Abstract

Although hypertension (HTN) is a predictor of mortality, recent data have questioned the link between baseline HTN and mortality in incident hemodialysis (HD) patients. We used Taiwan's National Health Insurance claim data (NHRI-NHIRD-99182) to investigate the association. In 1999, this longitudinal cohort study enrolled 5752 new HD patients. Follow-up began from the initiation of HD until death, the end of HD, or the end of 2008. A Kaplan-Meier survival analysis was done. Cox proportional hazard analysis was used to identify the risk factors for mortality. The prevalence of baseline HTN was 75.47%. Patients with HTN had a higher prevalence of diabetic mellitus (DM) and cardiovascular diseases.
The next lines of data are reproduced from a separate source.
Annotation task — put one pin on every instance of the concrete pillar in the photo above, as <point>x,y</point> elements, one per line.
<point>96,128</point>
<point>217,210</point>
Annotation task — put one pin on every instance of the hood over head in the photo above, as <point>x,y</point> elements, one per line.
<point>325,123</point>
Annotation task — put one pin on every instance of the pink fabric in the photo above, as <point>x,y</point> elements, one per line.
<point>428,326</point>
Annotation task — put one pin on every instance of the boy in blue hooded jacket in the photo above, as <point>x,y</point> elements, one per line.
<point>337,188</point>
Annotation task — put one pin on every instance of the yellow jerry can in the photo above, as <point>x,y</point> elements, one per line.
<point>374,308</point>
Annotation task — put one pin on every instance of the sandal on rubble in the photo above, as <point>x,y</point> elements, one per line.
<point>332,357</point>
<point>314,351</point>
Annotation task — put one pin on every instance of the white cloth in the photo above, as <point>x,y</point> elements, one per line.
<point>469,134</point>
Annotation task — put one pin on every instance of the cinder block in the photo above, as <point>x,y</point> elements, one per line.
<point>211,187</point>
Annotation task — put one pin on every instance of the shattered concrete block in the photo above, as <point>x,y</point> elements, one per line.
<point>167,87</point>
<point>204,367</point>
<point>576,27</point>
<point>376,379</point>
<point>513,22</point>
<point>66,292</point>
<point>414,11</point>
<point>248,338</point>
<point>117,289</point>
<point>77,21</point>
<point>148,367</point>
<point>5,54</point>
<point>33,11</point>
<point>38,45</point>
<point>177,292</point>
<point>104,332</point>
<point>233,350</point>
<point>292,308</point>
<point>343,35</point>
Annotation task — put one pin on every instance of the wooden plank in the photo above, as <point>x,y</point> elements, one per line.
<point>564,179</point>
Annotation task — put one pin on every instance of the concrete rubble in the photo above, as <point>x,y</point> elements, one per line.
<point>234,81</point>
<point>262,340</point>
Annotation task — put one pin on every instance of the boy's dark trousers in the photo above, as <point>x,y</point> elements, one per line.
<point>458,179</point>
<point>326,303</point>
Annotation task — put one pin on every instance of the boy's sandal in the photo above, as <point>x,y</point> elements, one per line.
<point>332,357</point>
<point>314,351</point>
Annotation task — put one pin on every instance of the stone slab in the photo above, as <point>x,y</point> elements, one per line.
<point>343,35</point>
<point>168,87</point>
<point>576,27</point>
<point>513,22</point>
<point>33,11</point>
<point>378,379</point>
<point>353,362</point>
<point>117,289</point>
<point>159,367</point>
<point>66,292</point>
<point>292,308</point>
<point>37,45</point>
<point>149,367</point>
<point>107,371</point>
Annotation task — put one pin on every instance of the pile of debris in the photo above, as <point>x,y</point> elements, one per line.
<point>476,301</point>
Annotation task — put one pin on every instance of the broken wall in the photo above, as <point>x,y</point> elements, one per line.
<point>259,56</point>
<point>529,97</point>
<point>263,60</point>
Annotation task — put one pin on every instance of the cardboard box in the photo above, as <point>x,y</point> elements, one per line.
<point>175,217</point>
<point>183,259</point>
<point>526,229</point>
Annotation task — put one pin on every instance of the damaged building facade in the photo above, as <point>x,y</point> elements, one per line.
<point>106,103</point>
The 1-, 5-, and 9-year cumulative survival rates were 95.5, 63.7 and 41.8% in patients with HTN, and 95.5, 71.0, and 52.0% in those without HTN (log-rank test: P <0.001). Multivariate analysis showed that patients with baseline HTN may have a higher survival rate (hazard ratio (HR) 0.901, 95% confidence interval (CI): 0.819-0.992). After stratification by age and DM, only elderly (≥65) patients without DM had a significantly higher survival rate (HR 0.769, 95% CI: 0.637-0.927). HTN predicts lower mortality with increasing age in patients with congestive heart failure (CHF) or coronary artery disease (CAD). There is a reverse (counterintuitive) association between baseline HTN and mortality in elderly HD patients without DM and a clear tendency for a reverse association with increasing age in patients with CHF or CAD. Further study of the association between HTN and mortality in older HD patients may be warranted.